Настоящее изобретение предполагает совершенно другой подход: вместо неспецифического вмешательства в иммунную систему реципиента изобретение позволяет осуществить совместное введение вещества, которое оказывает воздействие на донорский трансплантат, рассматриваемый как "свой", посредством определенных компонентов иммунной системы реципиента. В особенно предпочтительных вариантах изобретения саму донорскую ткань модифицируют до появления иммунологичности к реципиенту, которому в некоторых отношениях надлежит быть "самим".

Также обнаружено, что гиперострое отторжение ксенотрансплантата необязательно опосредовано антителами. Этот вывод возникает на основе двух наблюдений. Во-первых, в отсутствие антитела, но в присутствии комплемента, наблюдается гиперострое отторжение; во-вторых, в присутствии антитела, но в отсутствие комплемента, не наблюдается никакого гиперострого отторжения.

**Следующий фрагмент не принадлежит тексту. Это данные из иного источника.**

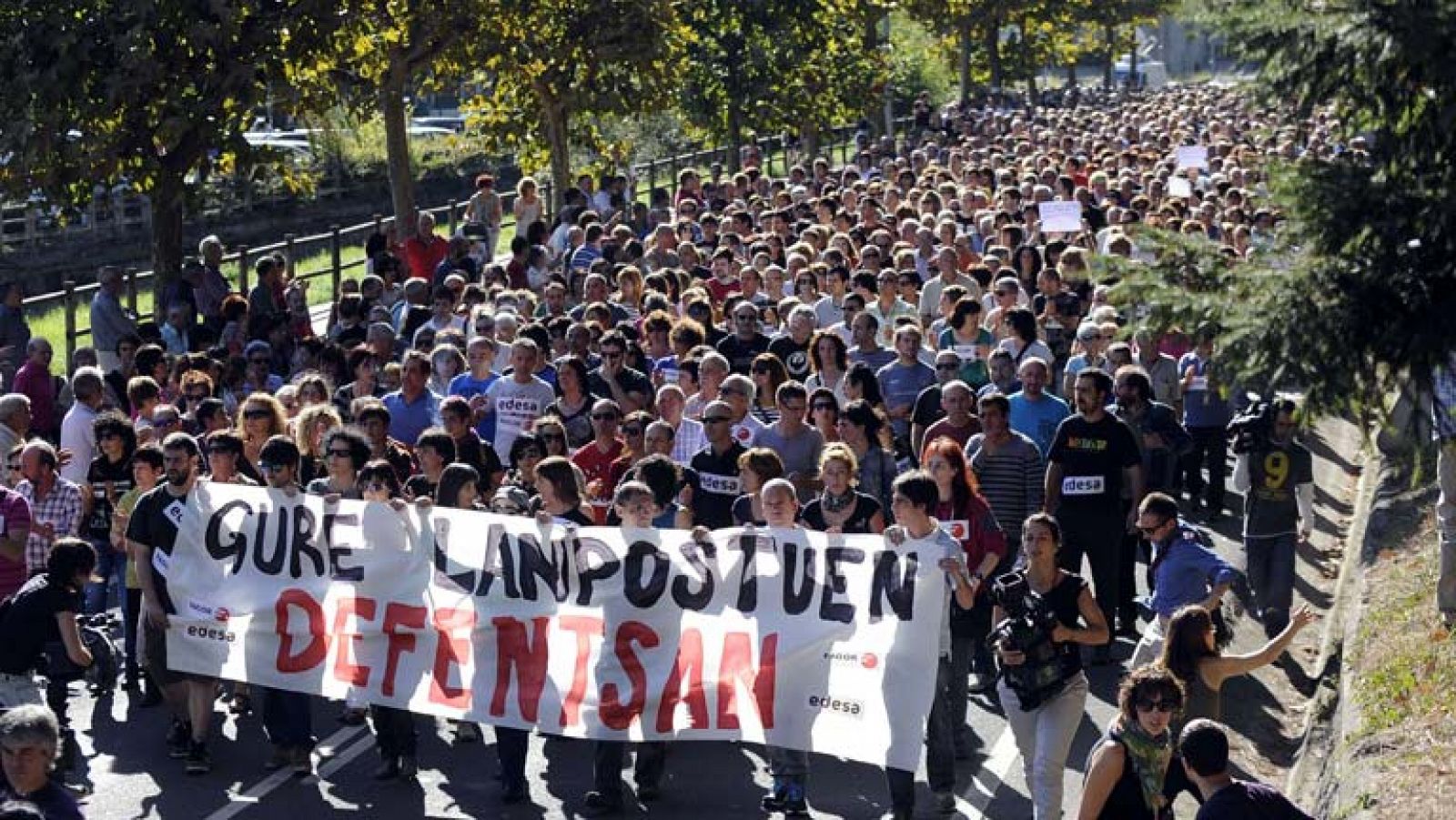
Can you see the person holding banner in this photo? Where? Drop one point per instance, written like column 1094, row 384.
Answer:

Изобретение основано на обнаружении того, что активация комплемента играет главную роль в гиперостром отторжении ксенотрансплантата, независимо от того, сопровождается или нет такая активация связыванием молекул соответствующих антител. Активацию альтернативного метаболического пути комплемента можно индуцировать целым рядом клеточных продуктов. Эти продукты не ограничиваются чужеродными клетками, такими как бактерии или ксенотрансплантаты, однако существуют на многих клетках. Так, в принципе, многие клетки человека могут активировать альтернативный метаболический путь комплемента, вызывая обширное автоиммунное отторжение. Если это не происходит, то от того, что существует целый ряд белков, сводящих на нет комплемент, присутствующих в естественном состоянии в сыворотке и на поверхности клеток. Эти молекулы (упоминаемые как "гомологичные факторы рестрикции комплемента") предотвращают полную активацию само-комплемента либо путем классического, либо путем альтернативного метаболического пути под действием продуктов собственно клеток, тем самым препятствуя автоиммунному отторжению "своего". Функционирование таких молекул иллюстрируется при ночной пароксизмальной гемоглобинурии. При таком заболевании "мембранный якорь" по крайней мере одной из этих молекул (фактор распада) отсутствует. Таким образом, белок не удерживается в мембране эритроцитных клеток и отсоединяется от клетки, активируя альтернативный метаболический путь комплемента, после чего лизируется, вызывая тем самым гемоглобинурию.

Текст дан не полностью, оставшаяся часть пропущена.